The continued global economic crisis is leading Deutsche Bank to cut 500 positions and to issue a profit warning.
Speaking ahead of the bank’s earnings statement to be released later this month, Josef Ackermann, Chairman of the Management Board and the Group Executive Committee of Deutsche Bank, gave investors Tuesday earnings guidance at a conference in London.
Deutsche Bank will publish its full Interim Report on the third quarter of 2011 on October 25, 2011.
According to Ackermann, the intensifying European sovereign debt crisis led to sustained uncertainties among market participants in the third quarter and thus to significantly reduced volumes and revenues in particular in the Corporate Banking & Securities (CB&S) Corporate Division.
At the same time, the third quarter of 2011 has been negatively impacted by operating costs relating to an indirect tax position, Ackermann said.
As such, the third quarter 2011 result will come in significantly lower than expected for the CB&S business division.
Ackermann said that in response to the significant and unabated slowdown in client activity, Deutsche Bank will consider additional cost controls beyond those already implemented as part of the recalibration of the Corporate & Investment Bank (CIB).

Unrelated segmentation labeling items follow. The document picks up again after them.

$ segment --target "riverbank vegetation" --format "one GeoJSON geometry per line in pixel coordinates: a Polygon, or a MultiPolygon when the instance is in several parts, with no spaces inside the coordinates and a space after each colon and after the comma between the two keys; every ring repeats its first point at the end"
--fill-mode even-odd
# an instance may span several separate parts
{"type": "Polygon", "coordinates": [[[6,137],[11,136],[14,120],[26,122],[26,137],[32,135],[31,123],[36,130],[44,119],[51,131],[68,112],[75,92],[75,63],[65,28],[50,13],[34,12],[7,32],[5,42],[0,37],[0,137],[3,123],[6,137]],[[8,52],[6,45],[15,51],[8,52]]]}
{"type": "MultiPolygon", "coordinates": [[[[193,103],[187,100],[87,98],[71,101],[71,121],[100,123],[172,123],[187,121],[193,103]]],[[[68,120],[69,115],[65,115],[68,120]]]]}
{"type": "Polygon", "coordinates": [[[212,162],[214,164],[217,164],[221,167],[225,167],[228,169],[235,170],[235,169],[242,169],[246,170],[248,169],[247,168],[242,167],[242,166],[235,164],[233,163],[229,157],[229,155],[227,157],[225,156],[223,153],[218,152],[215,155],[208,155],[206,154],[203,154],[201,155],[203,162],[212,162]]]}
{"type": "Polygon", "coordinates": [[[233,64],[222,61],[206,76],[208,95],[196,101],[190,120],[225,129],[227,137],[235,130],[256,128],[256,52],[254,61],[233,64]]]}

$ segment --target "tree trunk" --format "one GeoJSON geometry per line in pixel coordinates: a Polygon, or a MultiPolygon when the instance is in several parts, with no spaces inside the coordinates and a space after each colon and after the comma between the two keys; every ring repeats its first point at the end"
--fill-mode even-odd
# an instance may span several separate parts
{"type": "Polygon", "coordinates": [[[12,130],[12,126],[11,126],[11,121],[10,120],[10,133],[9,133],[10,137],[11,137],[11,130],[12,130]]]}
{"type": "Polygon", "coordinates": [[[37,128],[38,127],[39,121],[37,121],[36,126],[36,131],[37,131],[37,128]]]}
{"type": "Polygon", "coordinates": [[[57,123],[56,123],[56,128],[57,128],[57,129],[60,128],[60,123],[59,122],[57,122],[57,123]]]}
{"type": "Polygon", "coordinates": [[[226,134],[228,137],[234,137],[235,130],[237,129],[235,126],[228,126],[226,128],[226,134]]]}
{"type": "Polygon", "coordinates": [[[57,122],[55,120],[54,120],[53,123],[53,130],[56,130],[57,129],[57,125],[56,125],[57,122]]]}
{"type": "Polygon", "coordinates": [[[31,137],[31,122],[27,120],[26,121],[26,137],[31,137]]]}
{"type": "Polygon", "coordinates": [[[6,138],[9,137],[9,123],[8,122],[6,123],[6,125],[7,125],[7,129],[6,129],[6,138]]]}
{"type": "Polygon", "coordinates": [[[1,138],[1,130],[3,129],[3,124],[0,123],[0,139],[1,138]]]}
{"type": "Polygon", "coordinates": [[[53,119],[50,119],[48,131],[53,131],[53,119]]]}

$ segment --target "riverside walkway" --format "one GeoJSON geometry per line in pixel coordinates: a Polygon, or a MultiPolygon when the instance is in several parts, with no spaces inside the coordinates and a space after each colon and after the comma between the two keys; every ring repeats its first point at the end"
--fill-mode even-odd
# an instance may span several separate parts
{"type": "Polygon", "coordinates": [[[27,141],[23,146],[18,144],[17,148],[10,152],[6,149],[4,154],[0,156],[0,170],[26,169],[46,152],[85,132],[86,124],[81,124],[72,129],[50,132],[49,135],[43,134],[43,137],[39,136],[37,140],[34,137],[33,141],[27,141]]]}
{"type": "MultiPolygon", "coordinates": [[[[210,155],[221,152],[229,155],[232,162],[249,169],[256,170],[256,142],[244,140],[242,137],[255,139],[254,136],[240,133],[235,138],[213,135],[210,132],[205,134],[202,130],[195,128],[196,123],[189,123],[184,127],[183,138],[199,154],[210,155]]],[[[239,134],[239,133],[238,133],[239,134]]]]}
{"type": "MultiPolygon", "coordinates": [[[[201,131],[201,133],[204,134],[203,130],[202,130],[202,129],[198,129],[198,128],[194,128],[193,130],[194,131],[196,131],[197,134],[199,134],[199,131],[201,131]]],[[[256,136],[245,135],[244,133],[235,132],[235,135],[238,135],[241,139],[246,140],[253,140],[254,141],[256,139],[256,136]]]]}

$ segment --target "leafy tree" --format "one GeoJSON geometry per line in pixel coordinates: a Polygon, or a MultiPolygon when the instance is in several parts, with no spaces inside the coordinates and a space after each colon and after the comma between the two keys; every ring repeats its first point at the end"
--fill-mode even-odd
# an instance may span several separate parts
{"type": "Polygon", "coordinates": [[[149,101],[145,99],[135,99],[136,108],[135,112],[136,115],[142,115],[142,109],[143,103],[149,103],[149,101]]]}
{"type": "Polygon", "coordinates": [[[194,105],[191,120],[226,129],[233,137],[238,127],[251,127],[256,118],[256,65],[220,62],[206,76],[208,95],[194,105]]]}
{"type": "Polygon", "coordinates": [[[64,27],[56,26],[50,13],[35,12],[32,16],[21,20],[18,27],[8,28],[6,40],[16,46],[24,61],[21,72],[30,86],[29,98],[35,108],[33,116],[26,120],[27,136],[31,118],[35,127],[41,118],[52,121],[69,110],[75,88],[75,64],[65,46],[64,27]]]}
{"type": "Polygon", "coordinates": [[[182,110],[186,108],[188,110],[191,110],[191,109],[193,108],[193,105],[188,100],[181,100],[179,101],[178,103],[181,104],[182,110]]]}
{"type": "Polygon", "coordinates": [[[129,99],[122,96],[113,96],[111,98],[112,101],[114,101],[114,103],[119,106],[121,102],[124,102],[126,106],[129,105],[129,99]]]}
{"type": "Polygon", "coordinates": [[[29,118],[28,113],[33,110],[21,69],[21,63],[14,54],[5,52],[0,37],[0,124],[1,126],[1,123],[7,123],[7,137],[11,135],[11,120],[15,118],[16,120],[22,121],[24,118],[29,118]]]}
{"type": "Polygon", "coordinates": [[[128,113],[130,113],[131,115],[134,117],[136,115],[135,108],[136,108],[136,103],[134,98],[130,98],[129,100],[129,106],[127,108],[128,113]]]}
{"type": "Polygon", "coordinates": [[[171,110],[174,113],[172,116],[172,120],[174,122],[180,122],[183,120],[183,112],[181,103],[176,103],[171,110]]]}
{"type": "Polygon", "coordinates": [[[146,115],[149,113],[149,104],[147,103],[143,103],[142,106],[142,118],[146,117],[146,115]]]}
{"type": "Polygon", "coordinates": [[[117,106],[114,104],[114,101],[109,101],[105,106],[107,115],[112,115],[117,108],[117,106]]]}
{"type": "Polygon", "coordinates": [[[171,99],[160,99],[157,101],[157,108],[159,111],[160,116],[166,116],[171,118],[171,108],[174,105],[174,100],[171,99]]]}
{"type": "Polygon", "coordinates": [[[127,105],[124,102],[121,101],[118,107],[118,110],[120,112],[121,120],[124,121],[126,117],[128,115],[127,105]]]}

This will lead to a reduction in headcount by around 500 positions in CB&S during Q4 2011 and Q1 2012, primarily outside Germany, Ackermann said.
In addition, the Group will reflect impairment charges on Greek sovereign debt of approx. EUR 250 million (Q2 2011: EUR 155 million), which the Bank continues to mark to market.
The Bank expects that against this background as well as ongoing market turbulence the planned pre-tax target of EUR 10 billion from its core businesses is no longer achievable for 2011, Ackermann said.
Nevertheless, Ackermann said, the Bank will be profitable in the third quarter and expects a robust earnings level for the full year 2011. The Bank is confident that the classic banking
businesses (Private Clients and Asset Management and Global Transaction Banking) as a whole will deliver their best pre-tax profit ever, Ackermann added.